How to interpret 'depends on' errors in pg_restore?

2024-03-28 Thread Fire Emerald

Hello everyone,

I created a database dump in postgres 'custom' format using: pg_dump -d 
origin --data-only -Fc > file.dump


Then i did a pg_restore -d target --verbose -Fc file.dump and saw in the 
output this:


5145 0 730750 TABLE subpartitions backends_y2024w03 userA
;depends on: 237
 and so on ...

Nothing was restored.
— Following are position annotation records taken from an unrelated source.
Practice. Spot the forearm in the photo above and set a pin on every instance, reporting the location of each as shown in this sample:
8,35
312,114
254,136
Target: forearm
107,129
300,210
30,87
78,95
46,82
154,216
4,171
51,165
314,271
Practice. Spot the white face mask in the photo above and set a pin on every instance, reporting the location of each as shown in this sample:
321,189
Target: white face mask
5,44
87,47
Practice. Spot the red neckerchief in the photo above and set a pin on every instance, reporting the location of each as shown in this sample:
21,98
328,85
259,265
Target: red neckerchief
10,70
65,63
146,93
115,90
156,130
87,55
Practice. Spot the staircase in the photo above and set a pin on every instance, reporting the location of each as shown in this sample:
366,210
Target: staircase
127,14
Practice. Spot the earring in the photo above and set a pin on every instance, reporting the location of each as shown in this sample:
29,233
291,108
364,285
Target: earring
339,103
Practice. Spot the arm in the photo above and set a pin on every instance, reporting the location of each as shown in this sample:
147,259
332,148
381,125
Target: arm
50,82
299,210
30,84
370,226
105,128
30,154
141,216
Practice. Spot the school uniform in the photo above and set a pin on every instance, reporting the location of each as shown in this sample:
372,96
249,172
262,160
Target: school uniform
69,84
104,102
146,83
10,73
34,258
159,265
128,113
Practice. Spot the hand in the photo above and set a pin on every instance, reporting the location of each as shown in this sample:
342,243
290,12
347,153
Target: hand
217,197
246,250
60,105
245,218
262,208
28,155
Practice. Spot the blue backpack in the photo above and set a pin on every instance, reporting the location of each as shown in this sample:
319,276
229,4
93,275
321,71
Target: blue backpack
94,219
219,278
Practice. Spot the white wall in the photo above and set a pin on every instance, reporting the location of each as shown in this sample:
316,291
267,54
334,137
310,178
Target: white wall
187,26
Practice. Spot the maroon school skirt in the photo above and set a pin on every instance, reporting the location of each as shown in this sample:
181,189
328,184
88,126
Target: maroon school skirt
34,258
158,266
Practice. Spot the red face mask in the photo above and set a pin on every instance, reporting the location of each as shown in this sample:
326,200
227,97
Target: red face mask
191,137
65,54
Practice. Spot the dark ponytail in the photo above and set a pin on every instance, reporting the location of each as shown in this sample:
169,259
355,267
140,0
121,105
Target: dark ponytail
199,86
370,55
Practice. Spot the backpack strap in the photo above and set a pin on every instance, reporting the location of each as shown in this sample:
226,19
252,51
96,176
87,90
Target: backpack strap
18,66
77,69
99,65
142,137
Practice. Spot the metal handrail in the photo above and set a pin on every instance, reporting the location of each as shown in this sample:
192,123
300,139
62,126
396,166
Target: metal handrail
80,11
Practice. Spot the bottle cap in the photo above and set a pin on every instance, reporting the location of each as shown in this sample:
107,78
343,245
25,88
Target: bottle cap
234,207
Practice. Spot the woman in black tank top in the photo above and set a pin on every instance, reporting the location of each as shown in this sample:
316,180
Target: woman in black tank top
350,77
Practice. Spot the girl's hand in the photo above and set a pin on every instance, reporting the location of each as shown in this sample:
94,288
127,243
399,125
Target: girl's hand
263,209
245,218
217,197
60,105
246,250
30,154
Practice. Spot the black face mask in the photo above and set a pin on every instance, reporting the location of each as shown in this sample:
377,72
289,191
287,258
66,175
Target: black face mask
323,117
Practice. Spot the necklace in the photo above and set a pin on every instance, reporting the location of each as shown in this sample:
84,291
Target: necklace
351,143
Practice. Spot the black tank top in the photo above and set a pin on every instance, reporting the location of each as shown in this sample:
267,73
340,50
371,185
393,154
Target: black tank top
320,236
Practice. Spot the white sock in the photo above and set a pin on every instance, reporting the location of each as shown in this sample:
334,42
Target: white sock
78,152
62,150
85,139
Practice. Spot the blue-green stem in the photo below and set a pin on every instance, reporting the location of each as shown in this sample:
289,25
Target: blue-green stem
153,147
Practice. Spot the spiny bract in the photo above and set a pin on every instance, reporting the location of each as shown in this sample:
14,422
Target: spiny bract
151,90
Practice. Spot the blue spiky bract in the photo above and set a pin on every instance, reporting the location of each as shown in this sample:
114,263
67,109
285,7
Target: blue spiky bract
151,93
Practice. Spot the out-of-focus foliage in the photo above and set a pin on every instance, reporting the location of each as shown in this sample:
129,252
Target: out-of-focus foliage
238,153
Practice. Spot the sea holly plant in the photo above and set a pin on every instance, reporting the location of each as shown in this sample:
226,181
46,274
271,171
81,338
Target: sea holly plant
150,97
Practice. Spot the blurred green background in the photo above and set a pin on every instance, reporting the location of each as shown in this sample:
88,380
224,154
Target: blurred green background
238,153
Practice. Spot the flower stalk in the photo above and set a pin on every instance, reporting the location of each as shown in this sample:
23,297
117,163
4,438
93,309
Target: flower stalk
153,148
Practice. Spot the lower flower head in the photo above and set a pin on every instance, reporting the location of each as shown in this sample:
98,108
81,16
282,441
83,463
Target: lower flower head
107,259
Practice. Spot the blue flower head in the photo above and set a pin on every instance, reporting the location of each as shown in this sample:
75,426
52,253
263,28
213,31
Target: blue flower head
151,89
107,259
The tables mentioned in the output do all exist - but 
in a different database, thus the "internal id's" - perhaps thats what 
"depends on" refers to - are in fact different but the id's should not 
matter, as the table names are important and they all exist.


How to interpret the "depends on" errors which lead to nothing beeing 
imported? and is there a way to tell pg_restore to skip those depends on 
checks?


When i created a sql dump with inserts, everything worked but these dumps 
are not that efficient.


Best regards,
Christian


Re: How to interpret 'depends on' errors in pg_restore?

2024-03-28 Thread Fire Emerald

Am 28. März 2024 15:00:06 schrieb Tom Lane :


Fire Emerald  writes:

Then i did a pg_restore -d target --verbose -Fc file.dump and saw in the
output this:



5145 0 730750 TABLE subpartitions backends_y2024w03 userA
;depends on: 237
 and so on ...


That is not an error, it's just verbose display of one of the items
in the dump.


Well, I know it's not an error, but it's everything i got. There was no 
error shown. The command completed, but without anything imported.





Nothing was restored.


You would need to show us the actual errors.  (Suggestion:
leave off --verbose, it's just clutter.)  A guess though is
that the import failed because of foreign key constraints.
--data-only mode is not good at ordering the table loads to
ensure that FK constraints are satisfied on-the-fly.

 regards, tom lane


As i said, the same import but with INSERT INTOs worked without any issues. 
So no, there are no FK constraints failing.


But the target and source table had partitioned tables attached, using 
ATTACH PARTITION.


The schema was like:
db1 schema1 public table1 (links to the listed below)
db1 schema1 subpartitions backends_y2024w03
db1 schema1 subpartitions backends_y2024w04
db1 schema1 subpartitions backends_y2024w05

The partitioning must be the problem somehow.


Re: How to interpret 'depends on' errors in pg_restore?

2024-05-02 Thread Fire Emerald
I didn't used pg_dump/restore until today and finally found my mistake 
which lead to the "problem" described below.


The output "depends on" comes from the -l (l as Lima) flag, what i wanted 
was the -1 (number one) flag, which stands for single transaction in 
pg_restore. As -l does not execute anything, nothing was logged in the 
postgres server log and none error was shown anywhere.


Both chars looked so identical in my editors/shells that i thought i used 
-1, in fact using -l.


It's always the tiny obvious thing, which we do not see.

Best regards,
Chris

Am 28. März 2024 16:57:04 schrieb Fire Emerald :

Am 28. März 2024 15:00:06 schrieb Tom Lane :


Fire Emerald  writes:

Then i did a pg_restore -d target --verbose -Fc file.dump and saw in the
output this:



5145 0 730750 TABLE subpartitions backends_y2024w03 userA
;depends on: 237
 and so on ...


That is not an error, it's just verbose display of one of the items
in the dump.


Well, I know it's not an error, but it's everything i got. There was no 
error shown. The command completed, but without anything imported.





Nothing was restored.


You would need to show us the actual errors.  (Suggestion:
leave off --verbose, it's just clutter.)  A guess though is
that the import failed because of foreign key constraints.
--data-only mode is not good at ordering the table loads to
ensure that FK constraints are satisfied on-the-fly.

 regards, tom lane


As i said, the same import but with INSERT INTOs worked without any issues. 
So no, there are no FK constraints failing.


But the target and source table had partitioned tables attached, using 
ATTACH PARTITION.


The schema was like:
db1 schema1 public table1 (links to the listed below)
db1 schema1 subpartitions backends_y2024w03
db1 schema1 subpartitions backends_y2024w04
db1 schema1 subpartitions backends_y2024w05

The partitioning must be the problem somehow.